Exercise #2 - Chekhov's Gun

In many of her stories Flannery used "foreshadowing". This is also known as Chekhov's gun rule:  "If you say in the first chapter that there is a rifle hanging on the wall, in the second or third chapter it absolutely must go off."  As well as a rule to ward off red herrings, Chekhov's gun rule when employed effectively can create a "foreshadowing," giving the reader an idea of what will happen in advance. Subtle associations can add texture to writing.
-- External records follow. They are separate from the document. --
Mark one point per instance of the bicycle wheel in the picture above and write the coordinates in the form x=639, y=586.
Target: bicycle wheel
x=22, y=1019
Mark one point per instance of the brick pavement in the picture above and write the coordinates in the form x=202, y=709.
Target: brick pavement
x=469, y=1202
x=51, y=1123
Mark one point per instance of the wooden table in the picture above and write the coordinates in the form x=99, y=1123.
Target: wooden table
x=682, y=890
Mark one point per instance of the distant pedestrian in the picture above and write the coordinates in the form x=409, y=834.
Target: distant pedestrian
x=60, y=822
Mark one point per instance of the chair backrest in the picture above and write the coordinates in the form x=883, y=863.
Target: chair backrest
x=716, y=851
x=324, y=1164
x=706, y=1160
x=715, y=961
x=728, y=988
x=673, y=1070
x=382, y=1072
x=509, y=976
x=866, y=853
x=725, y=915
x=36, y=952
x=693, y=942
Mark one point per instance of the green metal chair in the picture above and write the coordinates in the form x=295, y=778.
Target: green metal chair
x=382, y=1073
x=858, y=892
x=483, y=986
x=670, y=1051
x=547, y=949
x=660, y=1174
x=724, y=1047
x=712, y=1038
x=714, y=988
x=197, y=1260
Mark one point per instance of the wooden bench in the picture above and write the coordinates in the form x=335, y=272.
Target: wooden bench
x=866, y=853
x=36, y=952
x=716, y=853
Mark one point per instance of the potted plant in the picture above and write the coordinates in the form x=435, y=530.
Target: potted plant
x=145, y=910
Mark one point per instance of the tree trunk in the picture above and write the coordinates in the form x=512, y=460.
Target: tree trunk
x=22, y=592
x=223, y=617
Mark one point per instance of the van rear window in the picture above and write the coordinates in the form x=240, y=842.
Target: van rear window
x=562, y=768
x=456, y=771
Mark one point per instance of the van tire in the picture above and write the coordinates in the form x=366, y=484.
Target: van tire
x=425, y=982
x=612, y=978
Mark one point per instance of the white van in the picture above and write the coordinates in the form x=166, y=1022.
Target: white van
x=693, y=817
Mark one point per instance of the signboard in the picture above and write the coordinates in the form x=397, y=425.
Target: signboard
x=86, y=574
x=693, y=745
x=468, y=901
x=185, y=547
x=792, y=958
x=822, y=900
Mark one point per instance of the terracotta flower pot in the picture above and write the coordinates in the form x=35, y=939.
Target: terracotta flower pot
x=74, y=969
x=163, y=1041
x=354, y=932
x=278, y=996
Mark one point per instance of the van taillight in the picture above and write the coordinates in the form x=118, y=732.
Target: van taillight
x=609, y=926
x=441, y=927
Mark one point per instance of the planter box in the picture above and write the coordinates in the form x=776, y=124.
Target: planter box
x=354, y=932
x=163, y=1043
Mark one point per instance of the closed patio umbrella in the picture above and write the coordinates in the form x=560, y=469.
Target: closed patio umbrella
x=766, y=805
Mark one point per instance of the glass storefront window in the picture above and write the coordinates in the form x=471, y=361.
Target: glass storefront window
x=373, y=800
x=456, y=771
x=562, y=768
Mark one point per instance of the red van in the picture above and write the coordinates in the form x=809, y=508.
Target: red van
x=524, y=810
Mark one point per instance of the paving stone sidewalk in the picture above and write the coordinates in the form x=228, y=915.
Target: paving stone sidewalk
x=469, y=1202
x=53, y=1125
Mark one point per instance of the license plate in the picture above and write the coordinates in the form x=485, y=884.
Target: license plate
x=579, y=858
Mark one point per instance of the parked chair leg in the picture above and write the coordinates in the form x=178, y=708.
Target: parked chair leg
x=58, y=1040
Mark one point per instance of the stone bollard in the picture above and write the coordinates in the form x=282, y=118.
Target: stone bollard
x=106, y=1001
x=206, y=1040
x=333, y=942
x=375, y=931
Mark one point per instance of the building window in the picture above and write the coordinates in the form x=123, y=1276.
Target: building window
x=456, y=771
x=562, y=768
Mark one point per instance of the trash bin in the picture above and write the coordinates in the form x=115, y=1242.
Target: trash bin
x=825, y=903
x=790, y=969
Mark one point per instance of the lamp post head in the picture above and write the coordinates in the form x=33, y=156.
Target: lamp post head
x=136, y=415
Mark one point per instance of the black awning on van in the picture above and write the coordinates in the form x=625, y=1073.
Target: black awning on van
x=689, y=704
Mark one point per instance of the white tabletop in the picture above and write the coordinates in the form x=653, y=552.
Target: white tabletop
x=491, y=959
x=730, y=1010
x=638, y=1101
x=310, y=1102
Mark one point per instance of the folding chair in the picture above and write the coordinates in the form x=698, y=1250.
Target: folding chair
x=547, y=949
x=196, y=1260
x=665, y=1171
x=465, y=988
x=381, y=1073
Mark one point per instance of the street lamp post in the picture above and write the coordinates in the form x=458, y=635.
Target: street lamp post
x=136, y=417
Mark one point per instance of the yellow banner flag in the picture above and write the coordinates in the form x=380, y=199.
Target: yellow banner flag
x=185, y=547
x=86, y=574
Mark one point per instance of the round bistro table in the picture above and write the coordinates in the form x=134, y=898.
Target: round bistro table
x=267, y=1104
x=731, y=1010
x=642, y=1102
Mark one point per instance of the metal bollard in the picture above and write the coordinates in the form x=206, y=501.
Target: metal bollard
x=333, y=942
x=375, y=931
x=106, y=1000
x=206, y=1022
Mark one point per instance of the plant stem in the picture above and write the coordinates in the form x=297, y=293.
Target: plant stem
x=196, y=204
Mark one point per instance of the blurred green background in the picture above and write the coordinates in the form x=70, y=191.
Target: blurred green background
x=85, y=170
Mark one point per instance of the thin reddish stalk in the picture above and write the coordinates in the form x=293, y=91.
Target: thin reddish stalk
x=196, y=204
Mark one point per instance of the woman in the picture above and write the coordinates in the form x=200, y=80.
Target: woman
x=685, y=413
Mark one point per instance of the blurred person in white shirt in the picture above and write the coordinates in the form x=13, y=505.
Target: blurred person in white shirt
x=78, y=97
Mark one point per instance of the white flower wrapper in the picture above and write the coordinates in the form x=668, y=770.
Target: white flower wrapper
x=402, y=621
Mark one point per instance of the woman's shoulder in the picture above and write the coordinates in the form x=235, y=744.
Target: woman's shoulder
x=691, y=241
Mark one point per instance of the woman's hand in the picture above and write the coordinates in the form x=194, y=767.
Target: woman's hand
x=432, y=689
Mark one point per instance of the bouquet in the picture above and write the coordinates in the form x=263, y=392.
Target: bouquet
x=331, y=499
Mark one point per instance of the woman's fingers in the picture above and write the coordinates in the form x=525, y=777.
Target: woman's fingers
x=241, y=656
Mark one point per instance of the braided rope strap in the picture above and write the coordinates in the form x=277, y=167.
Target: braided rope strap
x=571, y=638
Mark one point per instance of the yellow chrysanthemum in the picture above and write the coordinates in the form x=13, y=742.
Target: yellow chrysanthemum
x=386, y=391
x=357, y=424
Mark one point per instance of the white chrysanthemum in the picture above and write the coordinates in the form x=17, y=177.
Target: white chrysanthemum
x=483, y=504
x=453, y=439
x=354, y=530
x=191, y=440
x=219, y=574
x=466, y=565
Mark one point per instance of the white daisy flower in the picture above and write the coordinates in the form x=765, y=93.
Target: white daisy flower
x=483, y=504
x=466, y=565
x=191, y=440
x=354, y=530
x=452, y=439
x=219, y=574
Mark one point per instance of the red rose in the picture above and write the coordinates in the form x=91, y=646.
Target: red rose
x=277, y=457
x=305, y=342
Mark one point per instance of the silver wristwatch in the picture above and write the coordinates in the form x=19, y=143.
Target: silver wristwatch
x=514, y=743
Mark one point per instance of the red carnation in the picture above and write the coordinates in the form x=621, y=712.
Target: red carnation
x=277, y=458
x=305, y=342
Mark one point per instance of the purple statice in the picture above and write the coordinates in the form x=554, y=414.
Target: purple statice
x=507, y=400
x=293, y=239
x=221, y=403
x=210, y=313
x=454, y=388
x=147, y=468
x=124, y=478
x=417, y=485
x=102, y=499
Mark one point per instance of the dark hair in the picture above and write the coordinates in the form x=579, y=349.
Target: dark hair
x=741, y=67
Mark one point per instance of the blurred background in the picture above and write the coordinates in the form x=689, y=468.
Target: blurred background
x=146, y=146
First, describe a major event that is going to occur in a a story you may be planning or have already written. Then associate an image with this event : an obvious example is "a shooting" - for example, a peanut sized hole on the front of a man's t-shirt. Then write the scenario in which this associated image is contained.  Finally write the sentence, paragraph or dialogue containing this scenario to create a "foreshadowing" of events.

MAJOR EVENT:

ASSOCIATION IMAGE:

ASSOCIATION SCENARIO:

FORESHADOWING:


Exercise #3 - A train journey

In her short story, "The Train (1948), Flannery O'Connor describes what the main character, Haze, sees from the train window. "Now the train was greyflying past instants of trees and quick spaces of field and a motionless sky that sped darkening away in the opposite direction."

Imagine you are on a train. Describe what you see and any thoughts triggered by what you observe. Where is the train going to or leaving from? Who are the passengers? What do you see from the train's window?